Optionally, the current depth unit is arranged for determining the current dynamic depth value by computing the current dynamic depth value based on one of: a length of the current local motion vector, an absolute value of a horizontal component of the current local motion vector, and an absolute value of a vertical component of the current local motion vector. For example, the length of the current local motion vector is used to compute the current dynamic depth value.

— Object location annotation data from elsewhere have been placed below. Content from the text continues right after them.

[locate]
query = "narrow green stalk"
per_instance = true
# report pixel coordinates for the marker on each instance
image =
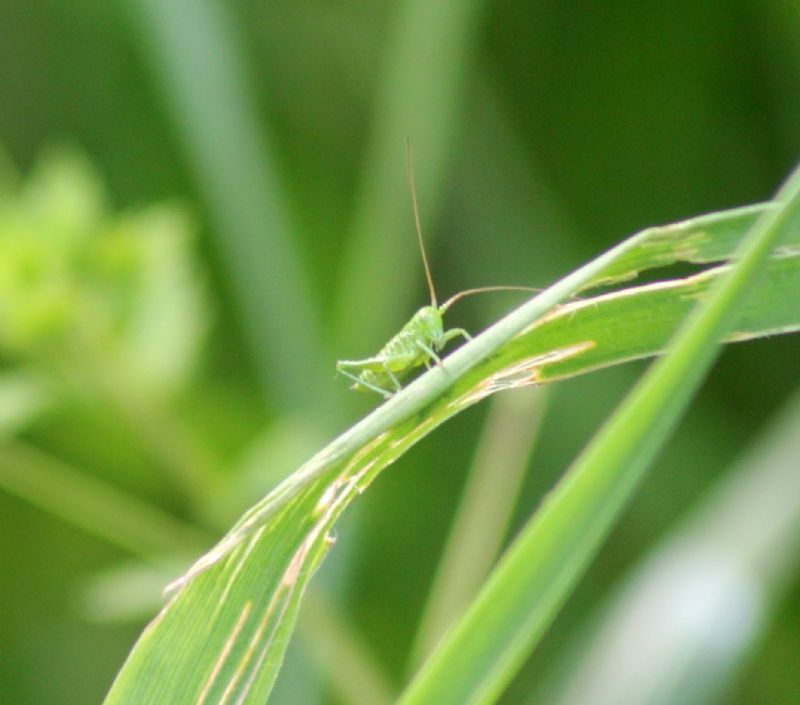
(482, 653)
(483, 516)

Optionally the current motion unit is arranged for determining the current local motion vector by: (a) determining a local motion vector indicating motion of the image content at the current pixel location, (b) determining a global motion vector indicating global motion of image content of at least a region of the current image, and (c) computing the current local motion vector as a relative motion vector based on the local motion vector relative to the global motion vector. A current dynamic depth value based on the relative motion vector compensates for movement of the background in a video scene, because a static foreground in front of a moving background and a moving foreground in front of a static background will both correspond to a large relative motion of the foreground. In both cases, the current dynamic depth value will therefore be larger if the current pixel location is part of the foreground than if it is part of the background.

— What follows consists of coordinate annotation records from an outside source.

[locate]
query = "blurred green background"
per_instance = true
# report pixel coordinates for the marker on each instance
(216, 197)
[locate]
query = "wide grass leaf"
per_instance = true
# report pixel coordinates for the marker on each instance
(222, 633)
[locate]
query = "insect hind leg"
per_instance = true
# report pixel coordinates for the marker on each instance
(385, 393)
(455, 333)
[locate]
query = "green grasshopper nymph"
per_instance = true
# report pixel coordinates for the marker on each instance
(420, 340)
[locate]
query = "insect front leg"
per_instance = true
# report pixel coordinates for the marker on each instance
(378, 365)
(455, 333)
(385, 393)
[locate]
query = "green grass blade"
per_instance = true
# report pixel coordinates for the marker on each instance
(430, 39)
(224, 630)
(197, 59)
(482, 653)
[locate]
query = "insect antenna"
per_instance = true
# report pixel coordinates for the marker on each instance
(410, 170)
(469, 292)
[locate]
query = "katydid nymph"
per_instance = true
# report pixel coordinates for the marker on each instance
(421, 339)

Optionally, the depth unit is arranged for determining the depth value based on a static depth value being a non-motion-based depth value based on only the current image. The static depth value may be determined even when motion is small or absent in the current image and the current dynamic depth value may therefore become unreliable. For example, the static depth value may be based on a so-called 'slant' being a depth map that defines depth as a vertical gradient, i.e. having large depth values (close to the viewer) at the bottom of the current image and having smaller depth values (farther away from the viewer) toward the top or middle of the current image.

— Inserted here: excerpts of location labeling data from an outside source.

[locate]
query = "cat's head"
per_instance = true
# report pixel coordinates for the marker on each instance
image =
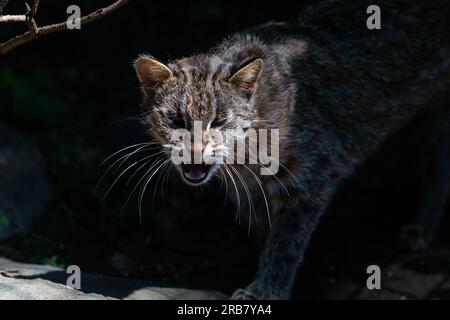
(203, 92)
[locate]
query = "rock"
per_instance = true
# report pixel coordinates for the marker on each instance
(23, 186)
(39, 282)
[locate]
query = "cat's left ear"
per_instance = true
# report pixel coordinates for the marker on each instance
(245, 79)
(151, 73)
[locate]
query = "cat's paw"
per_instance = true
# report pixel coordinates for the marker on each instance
(242, 294)
(412, 239)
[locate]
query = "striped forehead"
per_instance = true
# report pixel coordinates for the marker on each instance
(198, 77)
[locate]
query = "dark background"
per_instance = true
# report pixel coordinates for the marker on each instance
(75, 94)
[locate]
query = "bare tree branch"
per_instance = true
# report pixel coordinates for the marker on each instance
(35, 32)
(13, 18)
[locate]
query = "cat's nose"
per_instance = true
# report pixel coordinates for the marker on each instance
(197, 148)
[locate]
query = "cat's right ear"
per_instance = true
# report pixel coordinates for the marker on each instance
(151, 73)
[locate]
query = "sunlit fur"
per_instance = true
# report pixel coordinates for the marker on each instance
(334, 89)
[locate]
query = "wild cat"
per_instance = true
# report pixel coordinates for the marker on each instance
(333, 88)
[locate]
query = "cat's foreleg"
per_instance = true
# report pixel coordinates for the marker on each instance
(283, 252)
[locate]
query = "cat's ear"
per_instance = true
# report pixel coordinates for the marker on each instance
(246, 77)
(151, 73)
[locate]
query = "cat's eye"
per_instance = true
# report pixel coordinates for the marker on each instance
(177, 122)
(217, 122)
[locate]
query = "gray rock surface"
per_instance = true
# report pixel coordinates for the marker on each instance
(39, 282)
(23, 186)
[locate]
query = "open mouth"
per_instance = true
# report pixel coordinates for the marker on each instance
(195, 173)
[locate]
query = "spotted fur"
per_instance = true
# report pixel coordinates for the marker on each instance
(335, 90)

Optionally, the depth unit is further arranged for determining the depth value by (a) determining a combined dynamic depth value by combining the current dynamic depth value and the previous dynamic depth value, and (b) determining the depth value by combining the combined dynamic depth value with the static depth value into the depth value, relative contributions of the dynamic depth value and the static depth value in the combining being dependent on an amount of global motion present in the current image. Based on the amount of global motion present in the current image, the depth value may rely more on the static depth value or more on the combined dynamic depth value. First, the combined dynamic depth value may be determined by the depth unit of the system above, thus based on the current dynamic depth value and previous dynamic depth value. Second, the depth value may then be determined as a linear combination of the static depth value and the combined dynamic depth value. The relative contributions of the static depth value and the combined dynamic depth value in said linear combination may be represented by respective weight factors. For example, if the amount of global motion is small, this may indicate that said combined dynamic depth value is unreliable. In such a case, it may be desirable to make the depth value more dependent on the static depth value. The latter may be achieved by means of a high relative contribution of the static depth value and a low relative contribution of the combined dynamic depth value.

Optionally, the previous pixel unit is arranged for determining the previous pixel location by determining the previous pixel location according a non-motion

compensated manner by determining the previous pixel location having a same coordinate in the two-dimensional array of the previous image as a coordinate of the current pixel location in the two-dimensional array of current image. According to the non-motion-compensated manner, the previous pixel location has the same (X,Y) coordinate in the 2D array of the previous image as the current pixel location has in the 2D array of the current image.

Accordingly, the previous pixel location is effectively determined by straightforward copying said (X,Y) coordinate from the current pixel location in the current image to the previous pixel in the previous image. The non-motion-compensated is straightforward as no motion estimation is needed to determine the previous pixel location.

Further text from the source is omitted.